# Toro 826



## Sparkland (Sep 9, 2016)

Found this in a neighbor's shed and they don't know anything about it. Should we just scrap this machine as it does not run anymore?


----------



## robs9 (Sep 5, 2018)

Toro is a good brand. And every thing is keepable until determined it's not. See if it starts. And then go from there.

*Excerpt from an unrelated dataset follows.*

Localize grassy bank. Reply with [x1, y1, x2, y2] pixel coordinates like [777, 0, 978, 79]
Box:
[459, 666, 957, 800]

Sent from my SM-N975U using Tapatalk


----------



## Sparkland (Sep 9, 2016)

robs9 said:


> Toro is a good brand. And every thing is keepable until determined it's not. See if it starts. And then go from there.
> 
> Sent from my SM-N975U using Tapatalk


It won't start and hasn't been started in several years according to the neighbor. It is a shame when equipment is not cared for properly. I had a 30 year old Honda snowblower that looked pristine and still ran fine, but I sold it for an upgrade to electric start.


----------



## Ziggy65 (Jan 18, 2020)

Based on the photos both the Toro and Gilson look to have been stored indoors most of there lives, which is a big bonus. Both units seem to have very little rust and with a little soap and water, I think you would be surprised by how good their condition actually is. If the engines are not seized or blown, they should come back to life with some carb work and fuel system flush.

I think both machines are worthy of attempting to bring them out of hibernation, especially the Toro. 

Please don't scrap them, they are of value to someone, even if just for parts.


----------



## crazzywolfie (Jun 2, 2014)

don't scrap it. someone would likely even give you at least $50 for it especially since it looks to be in decent shape overall. those old toro's are pretty nice. they usually have spring loaded scrapper bars so they clean right down to pavement like a single stage. i don't know how handy you are but you could most likely get them running pretty easily. if they got spark then you just have to clean the carb to get it some fuel.


----------



## dbert (Aug 25, 2013)

HF Predators are labeled as 6.5 hp but most agree it feels closer to 8. The only real challenge with replacing the old engine with a honda clone on these older Toro's is needing to reposition the chute crank handle.
Skim through the Re-Power Forum.


----------



## Oneacer (Jan 3, 2011)

As mentioned, both machines were stored well, and with the knowledge and a few tools, parts, both machines should be brought back on line easily ... wax them up, and you have some nice units.


----------



## noah300g (Oct 24, 2019)

Sparkland said:


> Found this in a neighbor's shed and they don't know anything about it. Should we just scrap this machine as it does not run anymore?


Old Gilsons are beasts that can really move the snow. Almost as good as my favorite brand, Snowbird. Never see much about Snowbirds or Gilsons on this forum. Great old machines.


----------



## RIT333 (Feb 6, 2014)

I had a Gilson/Montgomery Wards snowblower that I sold because it always seems like turning the chute crank in one direction made the chute move in the opposite direction. Guess I should have spent more time trying to reprogram my brain ! Plus, it didn't throw snow very far, but that was before I learned about impeller seals ! "Wish I didn't know now, what i didn't know then."


----------